Kenya Power, the country’s leading electricity distributor, announced a net loss of Sh3.19 billion for the fiscal year ending in June 2023. This marked a significant downturn from the Sh3.2 billion net profit recorded in the previous year.
The state-owned utility attributed this adverse performance to soaring finance costs caused by fluctuations in the exchange rate between the dollar and the shilling.
Despite facing a challenging macroeconomic environment characterized by a depreciating shilling and rising business expenses, Kenya Power’s revenue from electricity sales saw a notable growth of 21%, climbing from Sh157.3 billion to Sh190.9 billion.
This increase was primarily fueled by the expansion of their customer base. Operating expenses also saw a slight reduction, decreasing from Sh36.9 billion to Sh34.9 billion during the year.

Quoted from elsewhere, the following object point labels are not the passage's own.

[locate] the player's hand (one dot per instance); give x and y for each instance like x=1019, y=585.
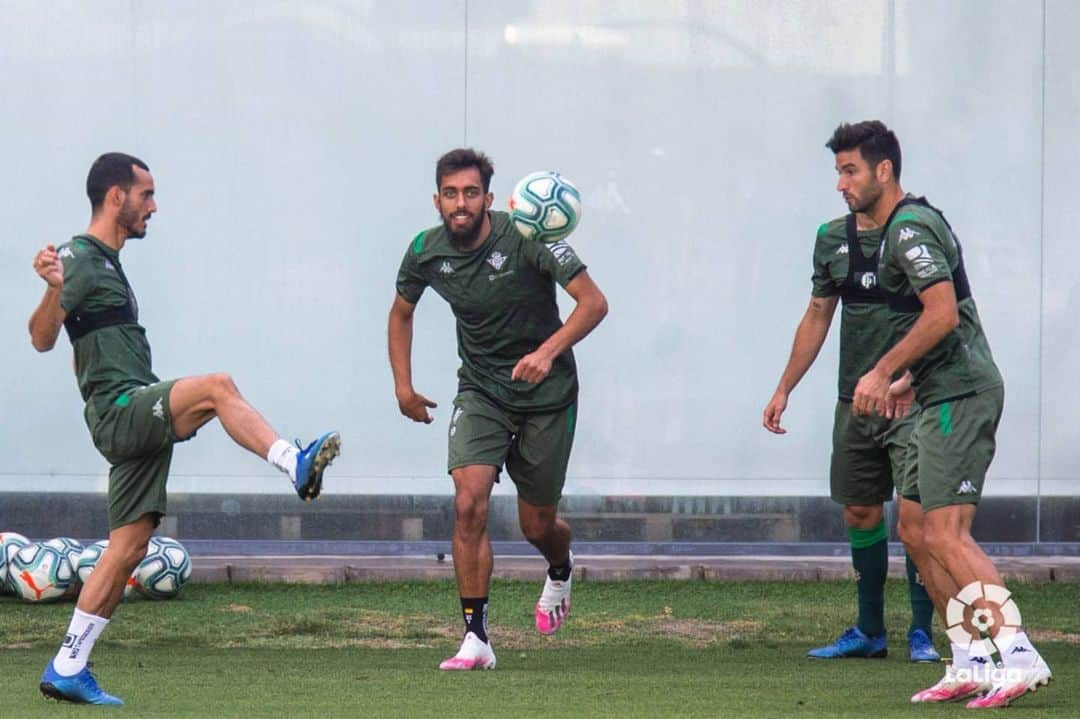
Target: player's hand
x=872, y=393
x=901, y=397
x=772, y=412
x=415, y=406
x=531, y=368
x=48, y=265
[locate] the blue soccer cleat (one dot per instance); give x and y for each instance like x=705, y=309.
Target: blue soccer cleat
x=80, y=689
x=919, y=647
x=853, y=643
x=311, y=462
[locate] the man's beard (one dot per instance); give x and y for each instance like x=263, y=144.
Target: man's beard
x=129, y=220
x=464, y=238
x=866, y=202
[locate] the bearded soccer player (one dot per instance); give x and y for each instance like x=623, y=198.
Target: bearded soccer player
x=867, y=451
x=133, y=417
x=517, y=384
x=961, y=395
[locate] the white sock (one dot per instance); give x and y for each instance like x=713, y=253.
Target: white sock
x=82, y=633
x=282, y=455
x=961, y=659
x=1020, y=652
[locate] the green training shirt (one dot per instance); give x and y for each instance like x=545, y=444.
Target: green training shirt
x=865, y=330
x=502, y=295
x=919, y=251
x=110, y=361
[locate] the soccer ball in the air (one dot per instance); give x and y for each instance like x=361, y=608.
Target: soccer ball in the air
x=164, y=570
x=88, y=560
x=41, y=572
x=13, y=541
x=545, y=206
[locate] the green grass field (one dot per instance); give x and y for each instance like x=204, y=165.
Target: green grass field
x=633, y=649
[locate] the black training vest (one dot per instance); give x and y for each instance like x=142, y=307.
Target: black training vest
x=860, y=286
x=80, y=324
x=910, y=303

However, the utility experienced a significant 89% surge in finance costs, escalating from Sh12.76 billion to Sh24.15 billion. This sharp rise was primarily driven by the depreciation of the Kenyan shilling against major international currencies.
The impact of this currency fluctuation on finance costs and power purchase expenses ultimately eroded the operational gains made during the year, leading to the reported net loss of Sh3.19 billion.
In response to these challenges, Kenya Power is actively engaged in restructuring its loan book to minimize its dollar-denominated loan obligations and mitigate the adverse effects of foreign exchange exposure on its operational performance.
As a result of the financial setback, Kenya Power announced that it would not be paying dividends for the fiscal year that concluded on June 30. This decision reflects the company’s strategic response to its current financial situation under new management.